Web browsers are a portal to the internet, where much of human activity is undertaken. Thus, there has been significant research work in AI agents that interact with the internet through web browsing. However, there is also another interface designed specifically for machine interaction with online content: application programming interfaces (APIs). In this paper we ask -- what if we were to take tasks traditionally tackled by browsing agents, and give AI agents access to APIs? To do so, we propose two varieties of agents: (1) an API-calling agent that attempts to perform online tasks through APIs only, similar to traditional coding agents, and (2) a hybrid agent that can interact with online data through both web browsing and APIs. In experiments on WebArena , a widely-used and realistic benchmark for web navigation tasks, we find that API-based agents outperform web browsing agents, as depicted in Figure 1. Hybrid Agents out-perform both others nearly uniformly across tasks, resulting in a more than 24.0% absolute improvement over web browsing alone, achieving a success rate of 38.9%, the SOTA performance among task-agnostic agents. These results strongly suggest that when APIs are available, they present an attractive alternative to relying on web browsing alone.

Background: Web Browsing

The Web Browsing Task

we focus on WebArena tasks, which simulate real-world scenarios to evaluate an agent's ability to complete diverse web-based activities. Tasks in WebArena include interacting with platforms like Gitlab (to manage projects and repositories), Reddit (to browse and post content), e-commerce websites (for shopping), and mapping services (for trip planning).

example — **Figure 2:** The API-based agent can often solve problems in many fewer function calls than traditional browsing agents. In this task, web browsing failed to solve the intent "find the number of commits the user `SaptakS` made to the repo `a11yproject`" after 15 steps, while our API-based agent successfully completed the task with only three lines of code.

Web Browsing Agent

A baseline web browsing agent leverages the accessibility tree of web pages, which organizes interactive elements like buttons, input fields, and links in a hierarchical structure. This structure makes it easier for agents to navigate the web by simulating human-like browsing behaviors such as clicking, filling out forms, and moving between pages. The agent maintains a comprehensive history of all its previous actions, allowing it to inform its future decisions based on past interactions. However, due to the complexity of some web elements and their dynamic nature, the browsing agent struggles with tasks requiring numerous or intricate interactions. For example, in the task in Figure 2, the agent needs to determine the number of commits made by a specific user to a project.

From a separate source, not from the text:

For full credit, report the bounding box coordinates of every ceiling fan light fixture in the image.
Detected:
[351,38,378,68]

A traditional browsing-based approach involves logging in, navigating to the correct project, and attempting to scroll through and find the user's commits, and thus the task becomes too complex and fails after the agent's 15-step limit.

From Web Browsing to API Calling

In contrast to web browsing, API calling offer a direct interface for machines to communicate with web services, reducing operational complexity.

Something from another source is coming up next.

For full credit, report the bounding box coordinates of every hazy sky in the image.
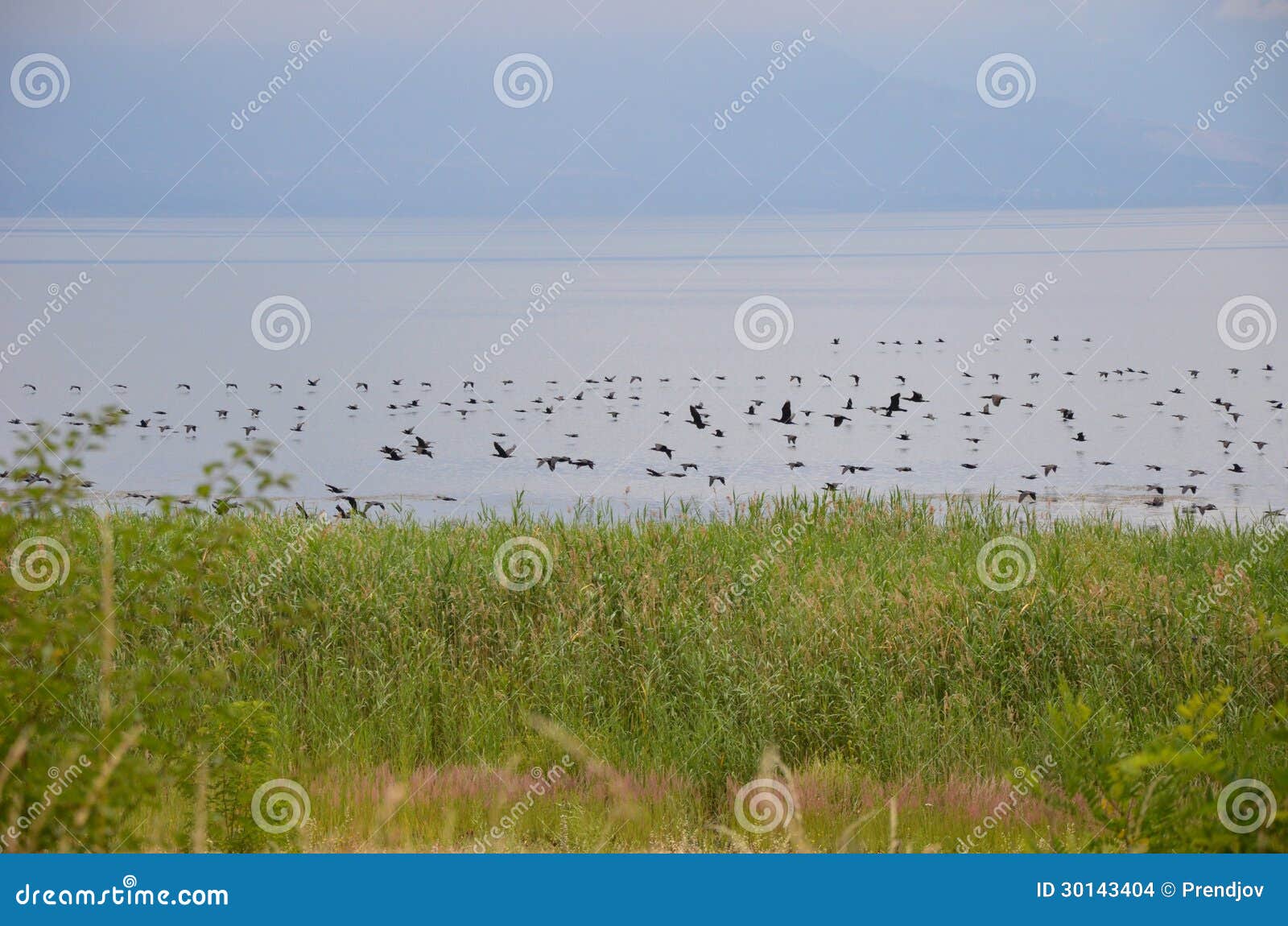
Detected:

APIs and API Documentation

Websites with API support offer pre-defined endpoints for efficient task execution using standardized protocols like REST. These APIs enable interactions via HTTP requests (e.g., GET, POST, PUT) and return structured data such as JSON objects. API documentation is typically provided in formats like README, OpenAPI YAML, or plain text, offering guidance on using the APIs. For instance, Figure 3 shows the official README documentation of a Gitlab API GET /api/{id}/commits. It documents the functionality, input arguments, and output types of the API. For example, one could use the Python requests library, by calling requests.get("gitlab.com/api/a11yproject/commits"), to retrieve all commits of the repository a11yproject. This would return a JSON list containing all the commits to this repo, as shown in Figure 3.

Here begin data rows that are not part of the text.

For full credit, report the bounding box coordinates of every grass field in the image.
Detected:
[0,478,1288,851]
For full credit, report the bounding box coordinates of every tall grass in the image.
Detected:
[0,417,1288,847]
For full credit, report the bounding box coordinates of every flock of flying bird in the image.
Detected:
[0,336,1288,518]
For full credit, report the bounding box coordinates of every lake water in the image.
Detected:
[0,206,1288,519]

Transitioning from Web Browsing to API Calling

Approaches utilizing APIs is avoid complexity in web browsing, and can minimize the steps involved in complex workflows. For example, as discussed in Figure 2, to accomplish the task of finding the number of commits by SaptakS in a11yproject, a basic method for implementing API calling, such as CodeAct , could directly call the repository's commit history via a simple API request GET /api/a11yproject/commits and then filter the results to find the commits made by SaptakS. The task could completed in just three lines of Python code, showcasing the clear efficiency and precision that methods based on API calling could offer compared to web browsing.

Obtaining APIs for Agent Use

The process of acquiring APIs typically involves looking up official API documentation on a website. To maintain a structured and readable format of API documentations, we could utilize either OpenAPI YAML-style and README-style documentations. Some websites might offer official YAML oor README documentations of APIs, and in such cases, in the prompt we provide API documentations sourced directly from the public API documentation provided for the website. In other cases, where no official YAML or README documentations are provided, we could leverage LLMs like GPT-4o to generate these YAML or README files. By prompting GPT-4o with the relevant implementation details of the APIs (for example, the implementation of the APIs), we could generate comprehensive documentation, including input parameters, expected outputs, and example API calls, as depicted in Figure 3.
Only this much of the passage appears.